Soaring Gold Prices Spark Debate Over Lebanon’s Reserves

Lebanon is facing a heated debate over how to manage its vast gold reserves as global prices reach historic highs, with the country holding 286.8 tons of the precious metal, the second-largest stockpile in the Arab world after Saudi Arabia.

Financial and economic experts are divided over whether Lebanon should sell a portion of its reserves, currently valued at roughly $31.5 billion, to ease the country’s financial pressures, or preserve the gold as a strategic asset amid expectations of further price gains. 

“Gold is the strategic shield for Lebanon’s sovereign financial stability,” Dr. Pascal Daher, a lawyer specializing in judicial oversight of central banks, told Annahar. “Selling or leasing it in complex contracts risks stripping Lebanon of one of its last sources of international confidence and could lead to long-term losses.”

Gold prices have surged nearly a third in the past year, with an additional half-billion-dollar increase recorded in the first half of August alone. Some government officials have floated the idea of liquidating a portion to repay frozen bank deposits and revive the economy.

On the other side, some experts argue strongly against any sale, citing a deep mistrust in state institutions and insisting that liquidity could instead be generated by cracking down on rampant corruption, managing state assets transparently, and pursuing effective public–private partnerships.

“There are also dangers in liquidating at the wrong time,” Daher said. “If Lebanon sells or leases during a period of instability or at suboptimal prices, the country risks a long-term strategic loss in exchange for short-term, limited gains.”

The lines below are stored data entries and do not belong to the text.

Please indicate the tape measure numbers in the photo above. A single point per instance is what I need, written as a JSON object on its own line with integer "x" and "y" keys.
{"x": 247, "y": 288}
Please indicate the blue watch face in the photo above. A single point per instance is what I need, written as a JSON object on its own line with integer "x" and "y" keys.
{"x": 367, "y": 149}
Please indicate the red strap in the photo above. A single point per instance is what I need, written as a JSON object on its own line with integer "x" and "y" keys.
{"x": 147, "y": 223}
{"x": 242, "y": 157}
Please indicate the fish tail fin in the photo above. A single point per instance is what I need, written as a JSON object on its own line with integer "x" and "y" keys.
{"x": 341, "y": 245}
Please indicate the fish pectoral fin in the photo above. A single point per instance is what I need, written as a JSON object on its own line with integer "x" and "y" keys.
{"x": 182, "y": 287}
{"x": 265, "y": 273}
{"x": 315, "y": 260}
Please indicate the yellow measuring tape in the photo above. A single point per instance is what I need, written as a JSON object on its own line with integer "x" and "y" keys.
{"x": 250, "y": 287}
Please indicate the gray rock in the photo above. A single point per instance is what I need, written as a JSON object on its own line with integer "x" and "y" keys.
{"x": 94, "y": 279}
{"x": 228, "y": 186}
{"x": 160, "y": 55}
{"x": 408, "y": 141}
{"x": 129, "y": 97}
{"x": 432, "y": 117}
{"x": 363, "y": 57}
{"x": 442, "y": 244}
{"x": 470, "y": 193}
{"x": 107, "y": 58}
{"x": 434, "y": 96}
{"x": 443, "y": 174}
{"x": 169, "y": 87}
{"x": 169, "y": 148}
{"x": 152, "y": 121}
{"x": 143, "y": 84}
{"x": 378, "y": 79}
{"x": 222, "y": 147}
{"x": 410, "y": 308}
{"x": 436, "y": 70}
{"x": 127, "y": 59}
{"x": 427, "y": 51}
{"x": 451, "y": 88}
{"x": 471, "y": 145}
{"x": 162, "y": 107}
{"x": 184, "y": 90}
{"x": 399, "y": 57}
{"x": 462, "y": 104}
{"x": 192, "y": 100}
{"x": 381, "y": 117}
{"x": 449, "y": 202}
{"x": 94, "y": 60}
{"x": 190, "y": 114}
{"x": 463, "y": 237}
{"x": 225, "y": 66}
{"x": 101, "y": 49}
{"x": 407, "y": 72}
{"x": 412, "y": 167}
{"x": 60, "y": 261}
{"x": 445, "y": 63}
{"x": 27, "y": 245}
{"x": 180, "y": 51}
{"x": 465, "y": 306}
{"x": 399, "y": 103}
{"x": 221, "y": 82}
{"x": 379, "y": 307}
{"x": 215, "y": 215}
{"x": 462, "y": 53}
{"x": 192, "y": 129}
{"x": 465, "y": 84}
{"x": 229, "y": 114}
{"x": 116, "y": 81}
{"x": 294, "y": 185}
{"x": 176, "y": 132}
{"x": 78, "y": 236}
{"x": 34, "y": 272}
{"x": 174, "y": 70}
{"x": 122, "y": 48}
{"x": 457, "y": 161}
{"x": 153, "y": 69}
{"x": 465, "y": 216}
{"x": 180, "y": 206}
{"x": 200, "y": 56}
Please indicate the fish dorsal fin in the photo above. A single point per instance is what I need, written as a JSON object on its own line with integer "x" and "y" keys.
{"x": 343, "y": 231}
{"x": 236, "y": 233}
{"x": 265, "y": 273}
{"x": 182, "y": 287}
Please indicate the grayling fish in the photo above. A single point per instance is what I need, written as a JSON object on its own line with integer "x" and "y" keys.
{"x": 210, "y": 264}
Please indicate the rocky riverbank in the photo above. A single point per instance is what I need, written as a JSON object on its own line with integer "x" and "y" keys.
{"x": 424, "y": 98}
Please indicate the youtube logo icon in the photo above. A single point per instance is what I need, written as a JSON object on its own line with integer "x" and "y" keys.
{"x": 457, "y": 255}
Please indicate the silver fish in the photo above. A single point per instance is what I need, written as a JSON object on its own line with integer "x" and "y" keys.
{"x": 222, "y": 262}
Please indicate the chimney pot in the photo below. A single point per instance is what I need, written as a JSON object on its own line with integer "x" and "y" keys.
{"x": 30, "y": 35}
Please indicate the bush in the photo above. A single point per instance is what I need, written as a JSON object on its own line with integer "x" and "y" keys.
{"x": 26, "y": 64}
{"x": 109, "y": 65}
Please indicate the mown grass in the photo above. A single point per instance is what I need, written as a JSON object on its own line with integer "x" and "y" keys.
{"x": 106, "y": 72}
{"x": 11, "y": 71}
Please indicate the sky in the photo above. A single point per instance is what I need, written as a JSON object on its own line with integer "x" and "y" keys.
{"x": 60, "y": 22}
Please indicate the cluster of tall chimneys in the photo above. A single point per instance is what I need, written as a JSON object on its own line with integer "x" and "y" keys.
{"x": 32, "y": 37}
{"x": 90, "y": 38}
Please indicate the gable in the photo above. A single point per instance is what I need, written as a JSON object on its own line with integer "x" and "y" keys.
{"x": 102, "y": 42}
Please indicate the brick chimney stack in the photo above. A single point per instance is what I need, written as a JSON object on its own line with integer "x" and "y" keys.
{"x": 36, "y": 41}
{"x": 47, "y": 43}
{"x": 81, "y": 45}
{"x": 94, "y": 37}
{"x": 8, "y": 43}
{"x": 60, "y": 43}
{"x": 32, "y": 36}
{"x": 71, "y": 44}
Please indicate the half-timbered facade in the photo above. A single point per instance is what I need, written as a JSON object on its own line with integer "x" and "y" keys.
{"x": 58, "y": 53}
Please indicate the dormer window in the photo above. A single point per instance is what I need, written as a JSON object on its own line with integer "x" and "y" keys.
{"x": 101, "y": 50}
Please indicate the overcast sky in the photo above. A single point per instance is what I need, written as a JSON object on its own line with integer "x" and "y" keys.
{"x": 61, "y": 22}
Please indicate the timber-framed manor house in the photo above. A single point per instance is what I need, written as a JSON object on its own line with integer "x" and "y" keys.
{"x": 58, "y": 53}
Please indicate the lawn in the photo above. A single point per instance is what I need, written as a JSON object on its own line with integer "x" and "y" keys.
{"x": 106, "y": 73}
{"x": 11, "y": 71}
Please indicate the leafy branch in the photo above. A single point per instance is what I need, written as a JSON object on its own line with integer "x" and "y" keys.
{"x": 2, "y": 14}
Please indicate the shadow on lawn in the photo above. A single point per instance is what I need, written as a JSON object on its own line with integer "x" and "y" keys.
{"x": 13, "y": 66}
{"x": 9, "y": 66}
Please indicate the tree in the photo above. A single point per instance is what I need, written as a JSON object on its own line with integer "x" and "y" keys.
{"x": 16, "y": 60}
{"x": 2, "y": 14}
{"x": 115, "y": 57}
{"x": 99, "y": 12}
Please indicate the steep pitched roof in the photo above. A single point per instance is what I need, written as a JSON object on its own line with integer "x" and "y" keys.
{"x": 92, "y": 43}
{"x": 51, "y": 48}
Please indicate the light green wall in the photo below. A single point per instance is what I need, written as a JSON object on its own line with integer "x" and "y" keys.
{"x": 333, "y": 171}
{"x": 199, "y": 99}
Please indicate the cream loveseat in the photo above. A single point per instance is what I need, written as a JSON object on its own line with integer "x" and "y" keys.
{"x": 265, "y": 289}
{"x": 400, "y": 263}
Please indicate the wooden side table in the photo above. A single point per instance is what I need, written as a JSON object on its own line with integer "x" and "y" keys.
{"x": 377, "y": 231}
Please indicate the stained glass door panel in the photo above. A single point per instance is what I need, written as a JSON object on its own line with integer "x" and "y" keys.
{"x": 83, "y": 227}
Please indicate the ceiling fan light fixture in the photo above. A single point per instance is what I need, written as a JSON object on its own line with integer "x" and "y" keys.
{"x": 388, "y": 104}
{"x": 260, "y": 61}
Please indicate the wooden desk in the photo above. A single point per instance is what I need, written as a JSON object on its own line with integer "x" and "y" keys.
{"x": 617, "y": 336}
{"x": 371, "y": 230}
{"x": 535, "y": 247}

Daher warned that such options carry multiple risks. Selling or pledging gold could strip Lebanon of one of its last sources of international confidence, potentially leading to further credit downgrades. Gold leasing, he explained, may generate immediate cash but would create future obligations and transform the reserves from a sovereign asset into a risky financial instrument.

Beyond its market value, Lebanon’s gold could serve as a diplomatic and negotiating tool, particularly in discussions with the International Monetary Fund.

“It provides sovereign guarantees that can strengthen Lebanon’s negotiating position with international donors, similar to how Greece used its reserves during the eurozone crisis,” Daher added.

Given these stakes, Daher urged Lebanon to safeguard its gold as a strategic reserve rather than a quick spending tool, ensure institutional transparency through regular reporting, avoid complex leasing contracts, and diversify funding sources through structural reforms and anti-corruption measures.

“Most importantly, Lebanon should use the rise in the market value of its gold as leverage in negotiations with the IMF and international donors, instead of rushing into a path that could strip it of one of its last sovereign assets," he concluded.